9. The method of any one of claims 1-8, wherein the neuronal protein is selected from the group consisting of presynaptic cytomatrix protein Bassoon; glutamate ionotropic N- methyl-D-aspartate (NMD A) receptor type subunit 1 (GluNl); glutamate ionotropic a-amino- 3-hydroxy-5-methyl-4-isoxazolepropionic acid (AMP A) type receptor subunit 1 and subunit 2 (GluAl and GluA2); SH3 and multiple ankyrin repeat domains 3 (SHANK3); a-synuclein (a-Syn); and postsynaptic density protein 95 (PSD-95).

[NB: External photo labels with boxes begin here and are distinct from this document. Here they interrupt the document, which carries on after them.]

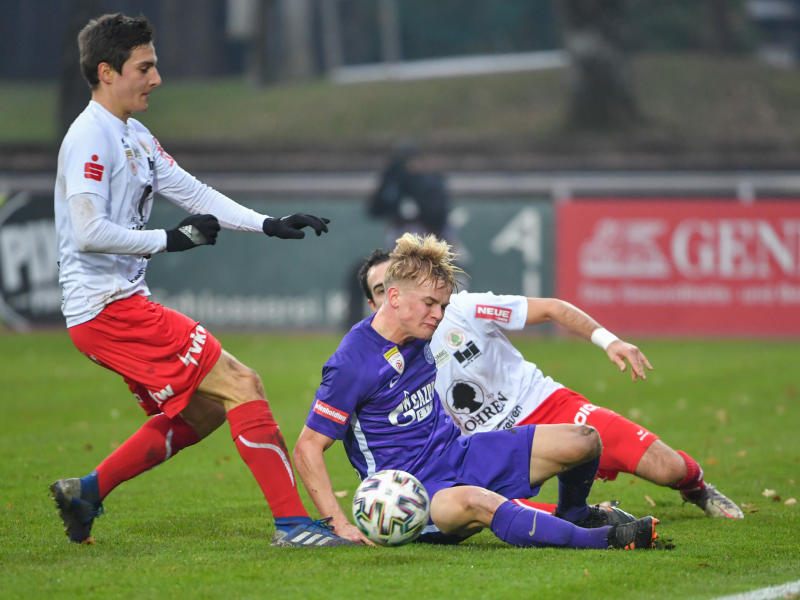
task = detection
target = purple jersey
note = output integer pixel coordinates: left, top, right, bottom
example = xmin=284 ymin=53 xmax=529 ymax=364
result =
xmin=306 ymin=317 xmax=460 ymax=479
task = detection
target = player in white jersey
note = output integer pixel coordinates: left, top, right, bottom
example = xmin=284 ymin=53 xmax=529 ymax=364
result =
xmin=50 ymin=14 xmax=349 ymax=546
xmin=359 ymin=250 xmax=744 ymax=519
xmin=294 ymin=233 xmax=658 ymax=550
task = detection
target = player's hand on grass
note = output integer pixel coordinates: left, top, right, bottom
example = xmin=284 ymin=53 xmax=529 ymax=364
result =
xmin=262 ymin=213 xmax=331 ymax=240
xmin=606 ymin=340 xmax=653 ymax=381
xmin=331 ymin=517 xmax=375 ymax=546
xmin=167 ymin=215 xmax=219 ymax=252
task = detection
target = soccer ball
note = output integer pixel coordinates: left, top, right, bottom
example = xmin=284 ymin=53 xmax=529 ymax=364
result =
xmin=353 ymin=469 xmax=431 ymax=546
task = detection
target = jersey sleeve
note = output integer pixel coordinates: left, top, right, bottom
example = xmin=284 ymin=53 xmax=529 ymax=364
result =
xmin=306 ymin=351 xmax=361 ymax=440
xmin=60 ymin=129 xmax=114 ymax=203
xmin=448 ymin=292 xmax=528 ymax=332
xmin=138 ymin=129 xmax=266 ymax=232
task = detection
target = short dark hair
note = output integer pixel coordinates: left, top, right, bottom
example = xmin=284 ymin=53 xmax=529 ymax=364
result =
xmin=358 ymin=248 xmax=389 ymax=302
xmin=78 ymin=13 xmax=155 ymax=89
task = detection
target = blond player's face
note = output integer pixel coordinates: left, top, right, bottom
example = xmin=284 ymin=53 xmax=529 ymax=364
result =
xmin=367 ymin=260 xmax=389 ymax=310
xmin=106 ymin=44 xmax=161 ymax=118
xmin=388 ymin=281 xmax=452 ymax=340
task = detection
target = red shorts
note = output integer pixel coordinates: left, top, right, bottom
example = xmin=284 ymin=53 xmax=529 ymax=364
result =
xmin=68 ymin=295 xmax=222 ymax=417
xmin=517 ymin=388 xmax=658 ymax=480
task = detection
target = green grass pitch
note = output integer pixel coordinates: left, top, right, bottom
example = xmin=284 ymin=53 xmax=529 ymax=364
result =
xmin=0 ymin=332 xmax=800 ymax=598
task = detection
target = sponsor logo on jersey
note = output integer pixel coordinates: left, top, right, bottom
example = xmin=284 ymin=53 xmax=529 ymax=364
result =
xmin=433 ymin=348 xmax=450 ymax=369
xmin=444 ymin=329 xmax=466 ymax=350
xmin=447 ymin=380 xmax=510 ymax=433
xmin=453 ymin=340 xmax=481 ymax=367
xmin=475 ymin=304 xmax=511 ymax=323
xmin=83 ymin=154 xmax=106 ymax=181
xmin=497 ymin=404 xmax=522 ymax=429
xmin=389 ymin=381 xmax=435 ymax=427
xmin=178 ymin=325 xmax=208 ymax=367
xmin=153 ymin=138 xmax=175 ymax=167
xmin=423 ymin=344 xmax=436 ymax=365
xmin=573 ymin=402 xmax=597 ymax=425
xmin=383 ymin=346 xmax=406 ymax=375
xmin=147 ymin=384 xmax=175 ymax=404
xmin=314 ymin=400 xmax=350 ymax=425
xmin=122 ymin=138 xmax=139 ymax=175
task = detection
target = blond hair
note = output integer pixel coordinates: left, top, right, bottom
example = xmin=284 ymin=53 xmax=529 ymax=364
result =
xmin=385 ymin=233 xmax=463 ymax=289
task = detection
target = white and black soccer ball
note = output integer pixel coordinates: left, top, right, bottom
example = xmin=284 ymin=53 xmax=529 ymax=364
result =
xmin=353 ymin=469 xmax=431 ymax=546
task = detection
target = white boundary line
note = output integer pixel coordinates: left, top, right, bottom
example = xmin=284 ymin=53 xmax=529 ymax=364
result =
xmin=717 ymin=579 xmax=800 ymax=600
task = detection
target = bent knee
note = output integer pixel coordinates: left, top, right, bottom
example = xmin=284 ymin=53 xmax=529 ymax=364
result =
xmin=564 ymin=425 xmax=603 ymax=464
xmin=217 ymin=358 xmax=266 ymax=405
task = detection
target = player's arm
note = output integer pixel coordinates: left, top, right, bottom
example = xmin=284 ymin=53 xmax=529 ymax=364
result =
xmin=67 ymin=193 xmax=219 ymax=256
xmin=294 ymin=426 xmax=374 ymax=545
xmin=525 ymin=298 xmax=653 ymax=381
xmin=153 ymin=143 xmax=330 ymax=239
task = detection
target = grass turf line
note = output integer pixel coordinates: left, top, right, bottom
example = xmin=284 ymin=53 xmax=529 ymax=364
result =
xmin=0 ymin=332 xmax=800 ymax=598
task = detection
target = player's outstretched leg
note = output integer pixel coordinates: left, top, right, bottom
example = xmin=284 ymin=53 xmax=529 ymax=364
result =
xmin=671 ymin=450 xmax=744 ymax=519
xmin=222 ymin=400 xmax=354 ymax=548
xmin=608 ymin=517 xmax=658 ymax=550
xmin=491 ymin=501 xmax=658 ymax=550
xmin=50 ymin=414 xmax=200 ymax=543
xmin=681 ymin=482 xmax=744 ymax=519
xmin=50 ymin=478 xmax=103 ymax=544
xmin=271 ymin=517 xmax=356 ymax=548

10. The method of any one of claims 1-9, wherein the tissue is treated with 2-30 antibodies, wherein each antibody binds to a different epitope.

11. The method of any one of claims 1-9, further comprising conducting patch-clamp analysis or analysis of protein expression using artificial intelligence.

12. A kit for analyzing neurons in a brain tissue sample, comprising (a) intracellular solution; (b) cell-staining solution comprising Alexa 488 and biocytin and/or biotin-based dyes ; (c) fluorophore-labeled biotin-binding protein; (d) a hydrogel monomer solution containing 30% acrylamide, 10% sodium acrylate, 0.1% bis-acrylamide, and 0.03% VA-044;

(e) a denaturation solution containing 6% SDS (w/v), 50 mM sodium sulfite, and 0.02% sodium azide (w/v) in PBS; and (f) antibodies for protein labeling.

13. A system for analyzing neurons in a brain tissue sample, comprising (a) a chamber for housing the brain tissue sample in a physiological solution; (b) one or more micropipettes configured for measuring electrical activity of a set of neurons in the brain tissue sample; (c) a means for visualizing morphology of one or more neurons following injection of a dye; (d) a means for fixing the tissue; (e) a means for expanding the tissue (f) a means for slicing the tissue into sections; and (g) a means for visualizing subcellular location of proteins.

14. The system of claim 13, further comprising a computer processor for analyzing and correlating activity of a multiplicity of neurons in the tissue sample; and for correlating neural activity with protein expression of the individual neurons.

15. A method of proteomic imaging of one or more silent synapses, comprising a) obtaining a whole cell patch clamp recording of a pyramidal neuron; and b) performing two-photon glutamate uncaging on the neuron to produce an image of the silent synapse.

16. The method of claim 15, further comprising performing an Epitope preserving Magnified Analysis of the Proteome (eMAP).

17. The method of claim 15 or 16, wherein the one or more silent synapses are located on filopodia.

18. The method of claim 17, wherein the filopodia lack AMPAR-mediated synaptic transmission but have NMDAR-mediated synaptic transmission.